Einfach mal abschalten!

einfach mal abschalten

Kolumne: Pssst…

Ein Abend zwischen Fremdschämen und Fassungslosigkeit - JOY-Autorin Anne Humpert zappt sich verzweifelt durch den TV-Dschungel.

Endlich Feierabend!

Endlich Feierabend – und heute steht auch mal nichts an: keine Party, kein Kino und auch kein Cocktail-Date mit den Freundinnen!
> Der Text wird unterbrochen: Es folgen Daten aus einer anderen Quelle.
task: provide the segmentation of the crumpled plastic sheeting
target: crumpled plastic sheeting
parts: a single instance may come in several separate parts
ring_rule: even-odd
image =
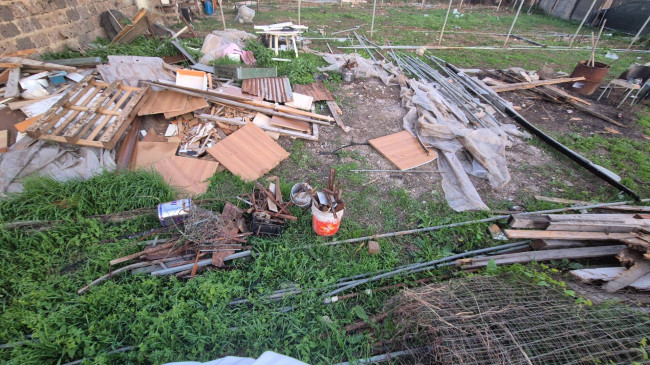
[[[23,191],[22,180],[31,175],[47,176],[55,180],[88,179],[104,170],[115,170],[111,151],[103,148],[77,147],[47,141],[33,141],[24,137],[0,154],[0,196]]]
[[[402,105],[409,108],[404,128],[417,129],[422,141],[438,150],[438,169],[449,206],[455,211],[488,210],[468,174],[487,178],[495,188],[507,184],[509,135],[526,137],[527,133],[512,124],[474,129],[466,114],[437,88],[417,80],[398,80]]]
[[[371,78],[377,77],[385,85],[391,85],[391,81],[395,78],[395,75],[391,75],[386,71],[386,68],[391,70],[391,64],[385,64],[379,61],[369,60],[367,58],[361,57],[358,53],[351,54],[332,54],[332,53],[319,53],[317,55],[323,57],[327,63],[330,65],[327,67],[319,67],[318,71],[327,72],[327,71],[340,71],[341,67],[345,65],[348,60],[353,60],[357,63],[357,67],[354,69],[355,77],[359,78]]]
[[[174,78],[165,72],[163,63],[159,57],[108,56],[108,64],[97,65],[97,71],[109,84],[122,80],[128,86],[137,87],[138,83],[144,80],[174,81]]]
[[[208,34],[203,40],[201,47],[203,56],[199,60],[204,65],[209,65],[217,58],[225,57],[227,54],[236,53],[241,55],[242,49],[234,42],[215,34]]]
[[[438,170],[442,176],[442,190],[451,209],[457,212],[467,210],[490,210],[467,176],[463,164],[455,153],[438,153]]]

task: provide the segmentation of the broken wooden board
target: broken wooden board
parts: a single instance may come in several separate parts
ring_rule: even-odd
[[[605,284],[605,286],[603,286],[605,291],[614,293],[632,284],[643,276],[650,274],[650,261],[644,260],[639,253],[635,253],[635,256],[634,265],[616,275],[612,281]]]
[[[207,152],[242,180],[260,178],[289,153],[253,123],[239,128]]]
[[[624,267],[603,267],[598,269],[571,270],[569,273],[584,282],[612,281],[619,274],[627,271]],[[650,290],[650,274],[645,274],[628,285],[636,290]]]
[[[133,42],[139,35],[146,32],[149,26],[155,23],[156,20],[158,20],[158,15],[147,12],[146,9],[140,9],[132,20],[133,24],[126,25],[122,28],[122,31],[113,38],[111,44],[128,44]]]
[[[258,112],[257,115],[255,115],[255,118],[253,118],[253,124],[264,129],[265,127],[271,126],[271,118],[269,118],[265,114]],[[276,141],[278,140],[278,138],[280,138],[280,133],[278,132],[269,132],[269,131],[265,131],[265,132],[266,134],[269,135],[269,137],[273,138]]]
[[[210,184],[208,179],[217,172],[219,163],[192,157],[172,156],[154,162],[153,167],[171,186],[190,195],[203,194]]]
[[[34,124],[34,122],[37,121],[38,118],[40,118],[40,117],[41,117],[40,115],[37,115],[37,116],[35,116],[35,117],[27,118],[27,119],[23,120],[23,121],[20,122],[20,123],[16,123],[16,125],[14,125],[14,127],[16,128],[16,130],[17,130],[18,132],[20,132],[20,133],[25,133],[25,131],[27,130],[27,128],[28,128],[30,125]]]
[[[271,125],[280,128],[293,129],[295,131],[310,133],[311,127],[309,123],[303,122],[301,120],[289,119],[284,117],[279,117],[274,115],[270,121]]]
[[[170,111],[164,113],[166,119],[171,119],[178,117],[179,115],[183,115],[186,113],[192,113],[194,111],[197,111],[199,109],[207,108],[209,107],[210,104],[208,104],[207,101],[203,98],[198,98],[198,97],[190,97],[187,99],[187,102],[185,103],[185,108],[177,111]]]
[[[14,98],[20,95],[20,68],[14,67],[9,70],[7,85],[5,86],[5,98]]]
[[[368,142],[400,170],[422,166],[438,157],[433,149],[428,149],[429,154],[424,152],[417,138],[408,131],[371,139]]]
[[[314,104],[314,97],[304,94],[293,93],[293,100],[284,103],[286,106],[292,108],[302,109],[306,111],[311,111],[311,106]]]
[[[623,240],[633,238],[630,233],[606,233],[606,232],[573,232],[573,231],[539,231],[506,229],[506,236],[509,239],[555,239],[555,240]]]
[[[112,84],[87,76],[27,128],[32,138],[113,149],[149,87]]]
[[[551,79],[551,80],[539,80],[539,81],[532,81],[532,82],[519,82],[516,84],[505,84],[505,85],[498,85],[498,86],[490,86],[494,92],[500,93],[504,91],[514,91],[514,90],[526,90],[526,89],[532,89],[537,86],[544,86],[544,85],[553,85],[553,84],[564,84],[567,82],[574,82],[574,81],[583,81],[585,78],[584,77],[568,77],[568,78],[562,78],[562,79]]]
[[[176,91],[154,91],[149,94],[147,100],[142,102],[142,107],[140,108],[138,115],[142,116],[181,111],[185,109],[187,99],[187,95]]]
[[[330,110],[330,113],[332,114],[332,118],[334,118],[334,121],[336,122],[336,125],[338,125],[341,129],[343,129],[343,132],[348,133],[352,128],[348,127],[343,123],[343,119],[341,119],[341,115],[343,115],[343,111],[341,108],[339,108],[339,105],[336,104],[336,101],[334,100],[328,100],[326,101],[327,103],[327,108]]]
[[[56,63],[48,63],[38,60],[30,60],[27,58],[20,57],[2,57],[0,58],[2,63],[17,63],[25,70],[45,70],[45,71],[66,71],[66,72],[77,72],[76,67],[57,65]]]
[[[327,89],[322,81],[306,85],[293,85],[293,91],[303,95],[309,95],[314,98],[314,101],[334,100],[334,96],[332,96],[332,93]]]
[[[494,260],[497,265],[509,265],[524,262],[539,262],[562,259],[586,259],[594,257],[614,256],[625,249],[624,245],[567,248],[563,250],[545,250],[507,253],[476,259],[461,259],[456,261],[457,266],[464,269],[485,267]]]
[[[136,142],[132,169],[150,168],[156,161],[176,155],[176,150],[178,143],[174,142]]]

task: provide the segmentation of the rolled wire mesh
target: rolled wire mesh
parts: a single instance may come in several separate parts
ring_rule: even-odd
[[[426,345],[430,364],[650,363],[650,317],[622,306],[581,306],[545,286],[476,276],[406,290],[389,309],[394,340]]]

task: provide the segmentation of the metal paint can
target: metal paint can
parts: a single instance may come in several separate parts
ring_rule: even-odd
[[[183,218],[190,213],[192,199],[180,199],[158,204],[158,219],[163,227],[183,223]]]

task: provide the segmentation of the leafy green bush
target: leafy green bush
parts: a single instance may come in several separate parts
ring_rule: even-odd
[[[280,51],[278,56],[255,40],[246,43],[246,49],[253,52],[257,65],[260,67],[277,67],[278,76],[287,76],[292,84],[309,84],[314,81],[314,74],[318,73],[318,67],[327,65],[322,57],[312,53],[300,53],[296,58],[293,51]],[[285,58],[291,60],[273,61],[272,58]]]

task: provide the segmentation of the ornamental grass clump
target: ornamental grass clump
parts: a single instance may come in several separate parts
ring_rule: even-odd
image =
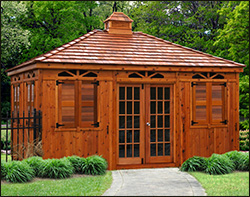
[[[234,166],[235,166],[235,170],[239,170],[239,161],[240,158],[243,156],[243,152],[239,152],[239,151],[230,151],[225,153],[224,155],[226,155],[230,160],[232,160],[234,162]]]
[[[34,170],[25,162],[11,161],[4,164],[5,179],[13,183],[28,182],[35,177]]]
[[[206,164],[207,164],[207,158],[194,156],[186,160],[182,164],[180,170],[188,172],[204,171],[206,169]]]
[[[38,176],[39,166],[41,165],[42,161],[43,161],[42,157],[37,157],[37,156],[29,157],[23,160],[23,162],[29,164],[29,166],[34,170],[36,176]]]
[[[249,153],[242,153],[238,163],[238,170],[249,171]]]
[[[82,171],[89,175],[103,175],[106,173],[107,167],[108,163],[102,156],[93,155],[86,158]]]
[[[207,159],[207,167],[205,172],[211,175],[228,174],[234,169],[234,162],[230,160],[225,154],[212,154],[212,156]]]
[[[76,155],[69,156],[67,159],[70,161],[71,165],[74,167],[74,172],[82,174],[82,169],[84,168],[86,164],[86,159],[83,157],[79,157]]]
[[[41,162],[38,169],[38,176],[43,178],[63,179],[70,177],[74,167],[66,158],[46,159]]]
[[[4,180],[5,176],[6,176],[6,162],[5,161],[1,161],[1,179]]]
Deshalb kuschele ich mich zu meinem Freund Moritz auf die Couch, um uns seit Langem mal wieder einen gemütlichen Fernsehabend zu machen.

Auf der Suche nach einem romantischen Hollywood -Film zappe ich durch unsere 35 Kanäle, doch meine anfängliche Befürchtung, dass wir uns zwischen mehreren Streifen nicht entscheiden können, entpuppt sich schnell als übertriebener Optimismus.

34 Tonnen stinkender Müll

Auf RTL gestaltet Tine Wittler beim „Einsatz in 4 Wänden“ mittlerweile nicht mehr nur Wohnungen um, sondern entsifft ganze Messie-Häuser. Wenn sie 34 Tonnen stinkenden Müll aus einem Eigenheim schleppt, vergeht mir nur beim Zuschauen schneller der Appetit als den C-Klasse- Stars beim perfekten Promi-Dinner.
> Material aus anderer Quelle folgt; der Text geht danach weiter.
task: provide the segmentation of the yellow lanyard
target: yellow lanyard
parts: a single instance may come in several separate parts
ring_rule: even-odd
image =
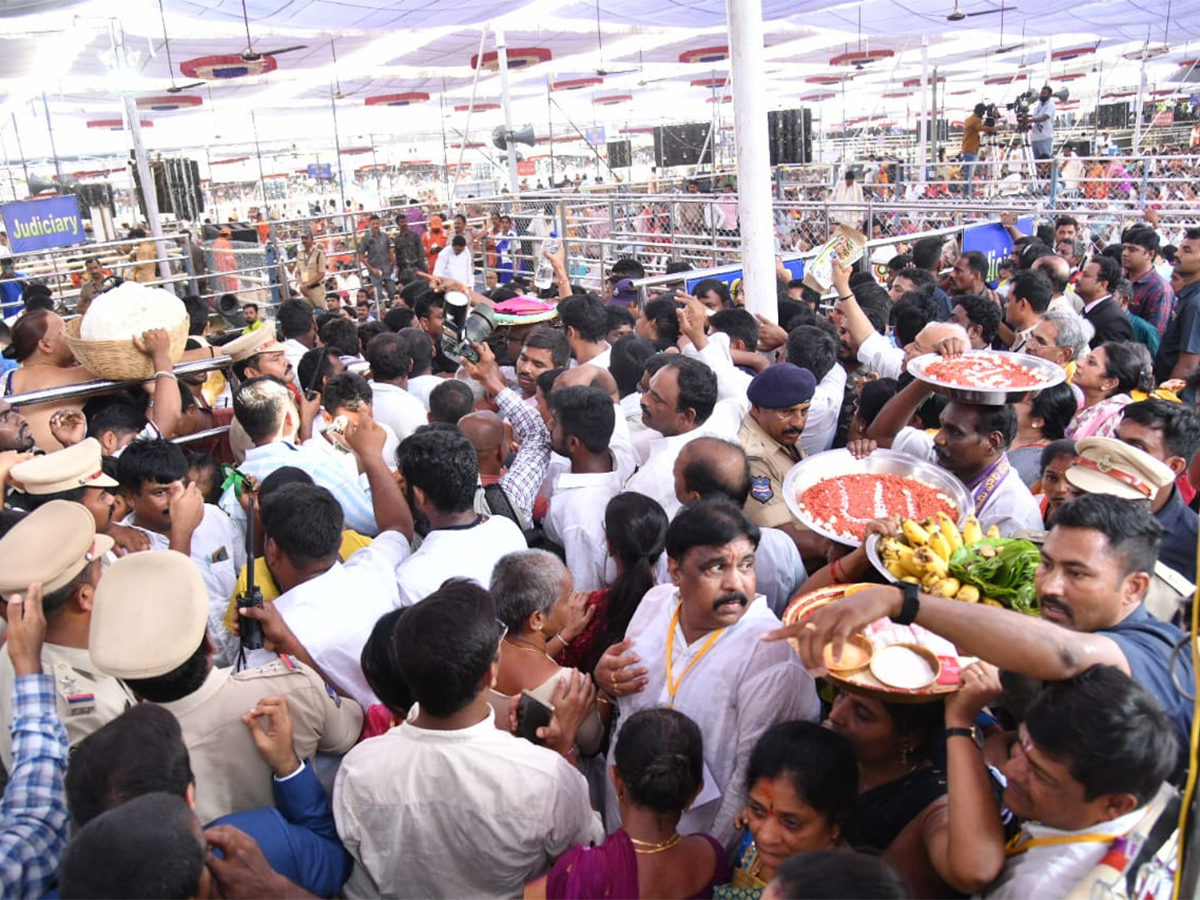
[[[1013,837],[1004,847],[1004,855],[1020,856],[1026,850],[1034,847],[1053,847],[1058,844],[1111,844],[1117,839],[1115,834],[1072,834],[1061,837],[1029,837],[1021,832]],[[1024,841],[1021,838],[1025,838]]]
[[[724,628],[719,628],[708,636],[708,640],[700,648],[700,651],[692,657],[691,661],[683,667],[683,671],[679,673],[679,677],[672,680],[671,664],[675,656],[675,627],[679,624],[679,611],[683,609],[681,601],[675,607],[675,614],[671,616],[671,627],[667,631],[667,695],[671,698],[671,709],[675,708],[675,695],[679,693],[679,686],[683,684],[683,679],[687,678],[687,673],[692,671],[692,666],[700,662],[700,658],[713,648],[713,644],[725,633]],[[686,640],[686,638],[685,638]]]

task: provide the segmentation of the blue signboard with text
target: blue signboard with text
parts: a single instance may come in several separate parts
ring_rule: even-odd
[[[1017,231],[1021,234],[1033,234],[1033,216],[1022,216],[1017,219]],[[975,225],[963,230],[963,253],[978,250],[988,261],[989,282],[995,282],[1000,275],[1000,260],[1012,256],[1013,239],[1008,229],[997,223]]]
[[[318,181],[333,180],[333,164],[332,163],[309,163],[308,177],[315,178]]]
[[[785,259],[783,261],[783,267],[788,270],[793,279],[804,277],[804,260],[799,257],[796,259]],[[708,281],[710,279],[713,281],[723,282],[724,284],[728,285],[730,291],[732,291],[734,285],[742,280],[742,270],[733,269],[729,272],[718,272],[716,274],[688,278],[684,282],[684,287],[689,294],[694,294],[696,293],[696,285],[698,285],[701,281]]]
[[[5,203],[0,206],[0,214],[13,253],[69,247],[88,239],[83,230],[83,216],[79,214],[79,201],[73,194]]]

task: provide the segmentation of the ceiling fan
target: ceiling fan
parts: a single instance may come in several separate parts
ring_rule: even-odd
[[[1004,16],[1001,15],[1000,16],[1000,46],[997,47],[992,52],[997,53],[997,54],[1011,53],[1014,50],[1020,50],[1024,46],[1025,46],[1025,25],[1023,23],[1021,25],[1021,43],[1007,44],[1007,45],[1004,43]]]
[[[255,50],[250,40],[250,14],[246,12],[246,0],[242,0],[242,21],[246,23],[246,49],[239,54],[242,62],[254,63],[264,56],[279,56],[281,53],[291,53],[293,50],[306,50],[307,44],[296,44],[293,47],[280,47],[278,50]]]
[[[171,59],[171,39],[170,39],[170,37],[167,36],[167,17],[166,17],[166,14],[163,12],[163,0],[158,0],[158,17],[160,19],[162,19],[163,46],[166,48],[166,51],[167,51],[167,68],[171,72],[171,86],[169,88],[167,88],[167,93],[168,94],[178,94],[182,91],[187,91],[192,88],[201,87],[204,84],[203,81],[193,81],[191,84],[176,84],[175,83],[175,63]]]
[[[946,21],[947,22],[961,22],[963,19],[965,19],[969,16],[991,16],[991,15],[995,15],[996,13],[1005,13],[1005,12],[1009,12],[1009,11],[1015,10],[1015,9],[1016,9],[1015,6],[999,6],[996,9],[981,9],[977,12],[965,13],[961,9],[958,8],[958,0],[954,0],[954,12],[952,12],[952,13],[950,13],[950,15],[946,16]]]
[[[600,52],[600,66],[593,69],[599,78],[607,78],[609,75],[632,75],[634,72],[642,71],[642,51],[638,50],[638,67],[636,69],[606,69],[604,68],[604,32],[600,28],[600,0],[596,0],[596,49]]]

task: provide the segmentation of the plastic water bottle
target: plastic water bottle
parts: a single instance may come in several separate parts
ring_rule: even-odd
[[[533,276],[533,286],[544,291],[554,284],[554,264],[546,257],[547,253],[558,252],[558,234],[551,231],[550,236],[542,241],[542,254],[538,258],[537,272]]]

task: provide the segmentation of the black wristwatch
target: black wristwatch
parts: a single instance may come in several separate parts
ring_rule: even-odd
[[[921,609],[921,586],[904,581],[897,587],[904,592],[904,606],[900,608],[900,615],[889,618],[897,625],[911,625],[917,620],[917,612]]]
[[[946,737],[970,738],[971,742],[975,744],[976,747],[983,746],[983,735],[979,733],[979,728],[975,725],[972,725],[970,728],[947,728]]]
Auf Vox läuft uns dann gleich die nächste dralle Blondine über den Weg: „Goodbye Deutschland“-Star Daniela Katzenberger hat wie Verona und Gina-Lisa gelernt: Mit dem Brustumfang wächst auch der Erfolg ! Und wenn „die Katze“ dann im knappen Top eine Tanz-„Geographie“ zu ihrem neuen Hit „Nothing’s Gonna Stop Me Now“ einstudiert, wünscht man sich, ihr Bildungsniveau wäre zumindest so hoch wie ihre tätowierten Augenbrauen.
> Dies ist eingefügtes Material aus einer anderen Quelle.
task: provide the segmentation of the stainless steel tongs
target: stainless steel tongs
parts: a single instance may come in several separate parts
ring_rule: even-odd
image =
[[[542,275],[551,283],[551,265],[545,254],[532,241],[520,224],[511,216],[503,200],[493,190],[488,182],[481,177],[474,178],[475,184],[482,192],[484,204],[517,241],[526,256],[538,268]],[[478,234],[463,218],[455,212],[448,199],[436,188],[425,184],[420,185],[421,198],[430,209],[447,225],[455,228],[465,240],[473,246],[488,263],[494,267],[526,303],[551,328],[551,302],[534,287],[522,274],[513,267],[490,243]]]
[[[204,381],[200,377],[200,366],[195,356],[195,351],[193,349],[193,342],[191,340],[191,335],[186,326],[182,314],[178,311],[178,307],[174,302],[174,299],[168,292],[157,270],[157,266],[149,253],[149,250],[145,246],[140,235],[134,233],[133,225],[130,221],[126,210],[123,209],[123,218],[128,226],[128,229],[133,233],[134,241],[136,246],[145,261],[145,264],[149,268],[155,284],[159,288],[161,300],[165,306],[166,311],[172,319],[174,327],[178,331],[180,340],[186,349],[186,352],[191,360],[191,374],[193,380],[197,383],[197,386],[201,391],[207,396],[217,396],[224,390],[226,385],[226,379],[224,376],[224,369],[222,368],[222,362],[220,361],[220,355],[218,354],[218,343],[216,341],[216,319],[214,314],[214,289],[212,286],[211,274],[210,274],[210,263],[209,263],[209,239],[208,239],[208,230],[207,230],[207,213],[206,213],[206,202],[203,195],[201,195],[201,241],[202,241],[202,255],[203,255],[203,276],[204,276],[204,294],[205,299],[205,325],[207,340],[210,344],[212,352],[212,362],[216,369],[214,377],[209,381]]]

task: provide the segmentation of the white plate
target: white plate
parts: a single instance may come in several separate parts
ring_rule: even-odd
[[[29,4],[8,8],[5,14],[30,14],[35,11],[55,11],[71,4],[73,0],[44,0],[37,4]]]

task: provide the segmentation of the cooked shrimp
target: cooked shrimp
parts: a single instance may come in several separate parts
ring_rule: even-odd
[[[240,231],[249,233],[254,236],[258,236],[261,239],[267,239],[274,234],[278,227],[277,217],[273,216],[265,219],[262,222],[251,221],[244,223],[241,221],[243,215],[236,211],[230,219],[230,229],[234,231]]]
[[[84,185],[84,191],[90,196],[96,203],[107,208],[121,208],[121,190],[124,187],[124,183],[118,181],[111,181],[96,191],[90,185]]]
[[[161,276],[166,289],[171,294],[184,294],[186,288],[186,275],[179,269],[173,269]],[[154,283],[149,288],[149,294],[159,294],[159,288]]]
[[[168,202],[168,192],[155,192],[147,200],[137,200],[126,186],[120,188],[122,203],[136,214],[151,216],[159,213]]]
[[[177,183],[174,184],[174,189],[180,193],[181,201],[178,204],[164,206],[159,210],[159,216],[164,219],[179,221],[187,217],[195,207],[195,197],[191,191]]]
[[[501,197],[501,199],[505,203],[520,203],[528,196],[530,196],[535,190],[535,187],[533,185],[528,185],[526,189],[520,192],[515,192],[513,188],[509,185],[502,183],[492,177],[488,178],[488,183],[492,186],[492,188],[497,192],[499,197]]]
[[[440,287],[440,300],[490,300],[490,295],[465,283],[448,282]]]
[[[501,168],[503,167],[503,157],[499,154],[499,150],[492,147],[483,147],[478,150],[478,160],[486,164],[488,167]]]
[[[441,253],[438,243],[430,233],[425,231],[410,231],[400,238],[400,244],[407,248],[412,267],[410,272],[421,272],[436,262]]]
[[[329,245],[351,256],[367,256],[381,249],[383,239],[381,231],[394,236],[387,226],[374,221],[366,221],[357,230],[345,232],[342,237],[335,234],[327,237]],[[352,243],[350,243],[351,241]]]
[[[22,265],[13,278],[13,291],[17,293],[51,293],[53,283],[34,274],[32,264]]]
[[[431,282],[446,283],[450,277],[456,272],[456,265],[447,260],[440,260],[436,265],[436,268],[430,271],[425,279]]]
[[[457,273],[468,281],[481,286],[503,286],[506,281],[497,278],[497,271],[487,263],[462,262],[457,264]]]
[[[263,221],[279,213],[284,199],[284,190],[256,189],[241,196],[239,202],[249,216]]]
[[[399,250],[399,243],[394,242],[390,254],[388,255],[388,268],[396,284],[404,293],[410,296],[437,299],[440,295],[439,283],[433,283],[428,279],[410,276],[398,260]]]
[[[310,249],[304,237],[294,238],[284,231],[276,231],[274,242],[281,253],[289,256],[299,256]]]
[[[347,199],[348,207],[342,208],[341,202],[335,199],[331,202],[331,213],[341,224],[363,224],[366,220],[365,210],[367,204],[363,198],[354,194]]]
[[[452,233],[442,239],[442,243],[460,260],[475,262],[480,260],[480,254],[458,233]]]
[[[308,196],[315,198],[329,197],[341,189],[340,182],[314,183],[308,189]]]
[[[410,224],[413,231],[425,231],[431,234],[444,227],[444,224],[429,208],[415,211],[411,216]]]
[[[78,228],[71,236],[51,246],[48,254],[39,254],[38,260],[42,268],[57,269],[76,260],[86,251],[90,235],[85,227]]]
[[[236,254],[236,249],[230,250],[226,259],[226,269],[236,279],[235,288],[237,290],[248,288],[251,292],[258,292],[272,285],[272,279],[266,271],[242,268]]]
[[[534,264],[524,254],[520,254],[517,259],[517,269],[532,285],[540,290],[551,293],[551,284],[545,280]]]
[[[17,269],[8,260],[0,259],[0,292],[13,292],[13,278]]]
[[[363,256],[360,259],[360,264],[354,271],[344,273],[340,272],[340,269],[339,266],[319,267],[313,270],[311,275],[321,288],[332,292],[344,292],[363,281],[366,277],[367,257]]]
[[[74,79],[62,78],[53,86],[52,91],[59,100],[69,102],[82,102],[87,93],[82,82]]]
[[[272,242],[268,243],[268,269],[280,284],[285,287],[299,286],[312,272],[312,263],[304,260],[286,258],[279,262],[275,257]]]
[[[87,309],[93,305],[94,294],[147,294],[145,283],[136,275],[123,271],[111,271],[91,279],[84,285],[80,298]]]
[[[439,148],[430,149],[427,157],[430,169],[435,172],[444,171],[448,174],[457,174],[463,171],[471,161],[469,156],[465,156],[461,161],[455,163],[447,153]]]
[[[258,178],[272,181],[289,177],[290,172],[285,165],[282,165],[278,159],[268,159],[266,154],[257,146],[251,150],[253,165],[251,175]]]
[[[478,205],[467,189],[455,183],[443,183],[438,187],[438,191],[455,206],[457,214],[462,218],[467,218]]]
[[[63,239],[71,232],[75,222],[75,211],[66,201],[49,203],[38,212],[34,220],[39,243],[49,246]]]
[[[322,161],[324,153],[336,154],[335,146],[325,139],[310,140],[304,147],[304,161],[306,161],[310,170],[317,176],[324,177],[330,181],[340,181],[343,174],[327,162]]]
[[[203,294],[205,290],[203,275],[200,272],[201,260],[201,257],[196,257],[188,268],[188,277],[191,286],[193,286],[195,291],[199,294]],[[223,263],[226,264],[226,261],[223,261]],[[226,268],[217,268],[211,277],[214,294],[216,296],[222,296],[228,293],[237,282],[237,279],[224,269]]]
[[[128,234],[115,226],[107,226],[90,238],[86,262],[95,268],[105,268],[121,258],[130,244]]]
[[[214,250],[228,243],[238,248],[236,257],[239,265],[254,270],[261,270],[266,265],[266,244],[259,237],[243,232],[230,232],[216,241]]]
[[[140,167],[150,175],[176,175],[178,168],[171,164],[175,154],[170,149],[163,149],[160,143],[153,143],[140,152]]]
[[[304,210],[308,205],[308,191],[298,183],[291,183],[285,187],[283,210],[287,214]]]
Alternativprogramm auf der Couch

Ähnlich unterirdisch sind die „Frauentausch“-Kandidatinnen auf RTL2: Penible Putzteufelchen ziehen in Chaoshaushalte, Dicke zu Fitnessfreaks und Grufti-Bräute zu erzkonservativen Katholiken – im Idealfall gehen sich Leihmutter und neue Familie schon nach fünf Minuten gegenseitig an die Gurgel und erleiden tränenreiche Nervenzusammenbrüche. Unterstes Niveau gepaart mit karrieregeilen Möchtegern-Schauspielern – da verliert man schneller das Interesse als ein übergewichtiger Teilnehmer bei „The Biggest Loser“ seine ersten Pfunde.

Andere Geltungssüchtige hoffen bei „Das Supertalent“ auf ihren Durchbruch: Ein arbeitsloser Mundharmonikaspieler konkurriert gegen eine 81-jährige Jodlerin. Geisterbahn pur! Es geht ja wohl auch weniger um Talentsuche als um das Vorführen von verqueren Schicksalen, die in der Regel so authentisch rüberkommen wie Dieter Bohlens Solariumsbräune.

Mehr Sex dank Trash-TV

Angesichts dieses Fernsehangebots gerate ich in eine ähnliche Zwickmühle wie Giulia Siegel, die sich im Dschungelcamp zwischen Madenbad, Känguruhoden- Cocktail oder Spinnenmassage entscheiden muss. Auch Moritz hat mittlerweile genug. Mit einem eindeutigen Grinsen knipst er die Glotze aus und schlägt mir ein „Alternativprogramm“ auf der Couch vor.

Eins muss man dem Trash-TV lassen: Die Sendungen schrauben in unserem Wohnzimmer zwar nicht die Einschaltquote, aber dafür die Sexfrequenz in die Höhe. Und bei Moritz weiß ich zum Glück immer, welche Knöpfe ich drücken muss, damit ich bestens unterhalten werde!